The deity, represented most frequently in all the manuscripts, is a figure with a long, proboscis-like, pendent nose and a tongue (or teeth, fangs) hanging out in front and at the sides of the mouth, also with a characteristic head ornament resembling a knotted bow and with a peculiar rim to the eye. [Fig. 7] is the hieroglyph of this deity. In Codex Tro.-Cortesianus it usually has the form of [Fig. 8].

God B is evidently one of the most important of the Maya pantheon. He must be a universal deity, to whom the most varied elements, natural phenomena and activities are subject. He is represented with different attributes and symbols of power, with torches in his hands as symbols of fire, sitting in the water and on the water, standing in the rain, riding in a canoe, enthroned on the clouds of heaven and on the cross-shaped tree of the four points of the compass, which, on account of its likeness to the Christian emblem, has many times been the subject of fantastic hypotheses. We see the god again on the Cab-sign, the symbol of the earth, with weapons, axe and spears, in his hands, planting kernels of maize, on a journey (Dr. 65b) staff in hand and a bundle on his back, and fettered (Dr. 37a) with arms bound behind his back. His entire myth seems to be recorded in the manuscripts. The great abundance of symbolism renders difficult the characterization of the deity, and it is well-nigh impossible to discover that a single mythologic idea underlies the whole. God B is quite often connected with the serpent, without exhibiting affinity with the Chicchan-god H (see [p. 28]). In Dr. 33b, 34b and 35b, the serpent is in the act of devouring him, or he is rising up out of the serpent’s jaws, as is plainly indicated also by the hieroglyphs, for they contain the group given in [Fig. 10], which is composed of the rattle of the rattlesnake and the opened hand as a symbol of seizing and absorption. God B himself is pictured with the body of a serpent in Dr. 35b and 36a (compare [No. 2] of the Mythological Animals). He likewise occurs sitting on the serpent and in Dr. 66a he is twice (1st and 3d figures) pictured with a snake in his hand.

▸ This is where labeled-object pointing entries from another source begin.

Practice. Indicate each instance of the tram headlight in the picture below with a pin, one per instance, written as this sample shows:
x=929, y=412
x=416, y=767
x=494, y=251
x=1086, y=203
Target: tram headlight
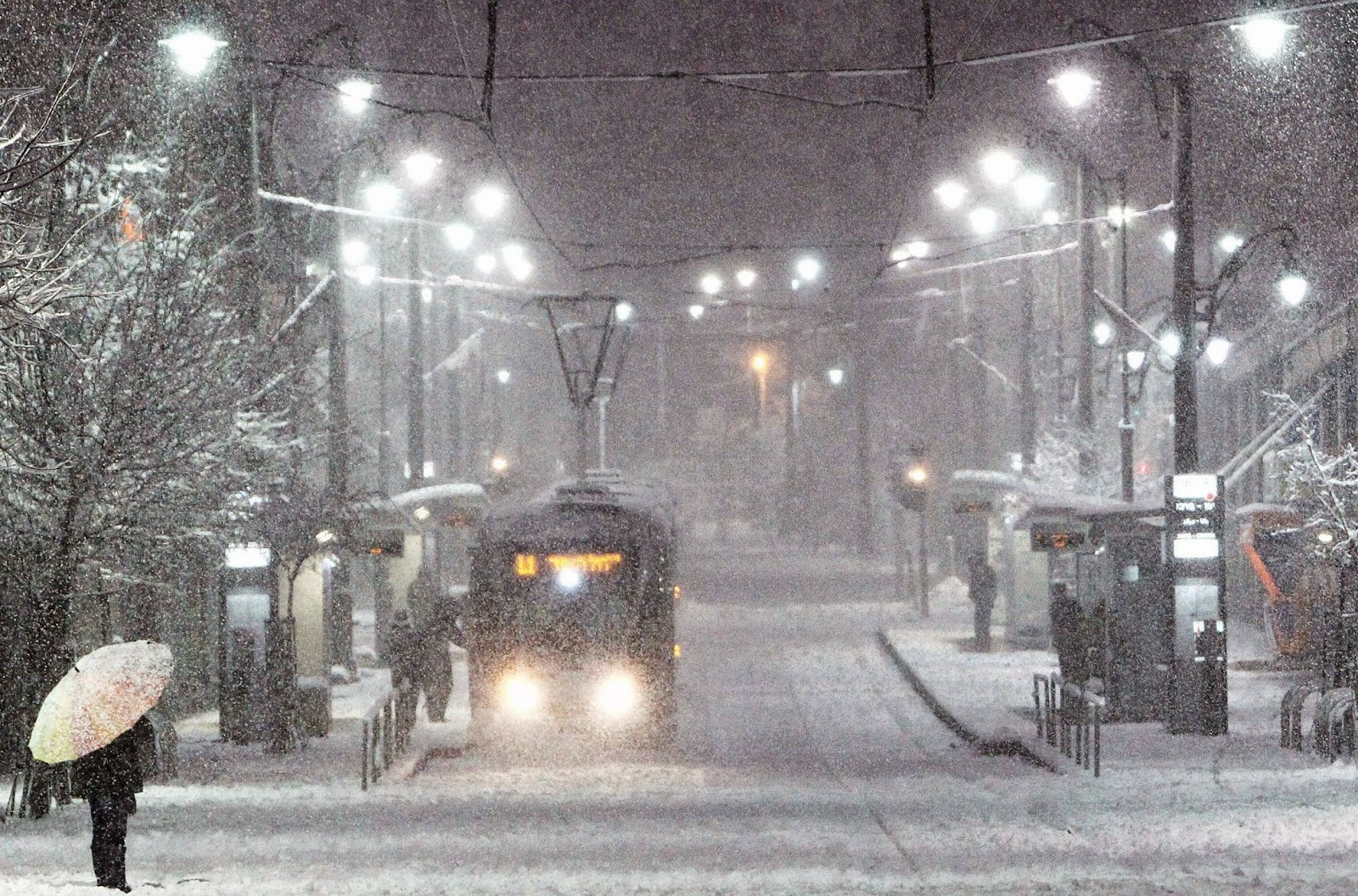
x=617, y=696
x=520, y=694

God B sits on the moan head in Dr. 38c, on a head with the Cauac-sign in Dr. 39c, 66c, and on the dog in Dr. 29a. All these pictures are meant to typify his abode in the air, above rain, storm and death-bringing clouds, from which the lightning falls. The object with the cross-bones of the death-god, on which he sits in Dr. 66c, can perhaps be explained in the same manner. As the fish belongs to god B in a symbolic sense, so the god is represented fishing in Dr. 44 (1). His face with the large nose and the tongue (or fangs) hanging out on the side in Dr. 44 (1)a (1st figure) is supposed to be a mask which the priest, representing the god, assumes during the religious ceremony.

Furthermore the following four well-known symbols of sacrificial gifts appear in connection with god B in the Dresden manuscript; a sprouting kernel of maize (or, according to Förstemann, parts of a mammal, game), a fish, a lizard and a vulture’s head, as symbols of the four elements. They seem to occur, however, in relation also to other deities and evidently are general symbols of sacrificial gifts. Thus they occur on the two companion initial pages of the Codex Tro.-Cortesianus, on which the hieroglyphs of gods C and K are repeated in rows (Tro. 36-Cort. 22. Compare Förstemann, Kommentar zur Madrider Handschrift, pp. 102, 103). God B is also connected with the four colors—yellow, red, white and black—which, according to the conception of the Mayas, correspond to the cardinal points (yellow, air; red, fire; white, water; black, earth) and the god himself is occasionally represented with a black body, for example on Dr. 29c, 31c and 69. This is expressed in the hieroglyphs by the sign, [Fig. 9], which signifies black and is one of the four signs of the symbolic colors for the cardinal points.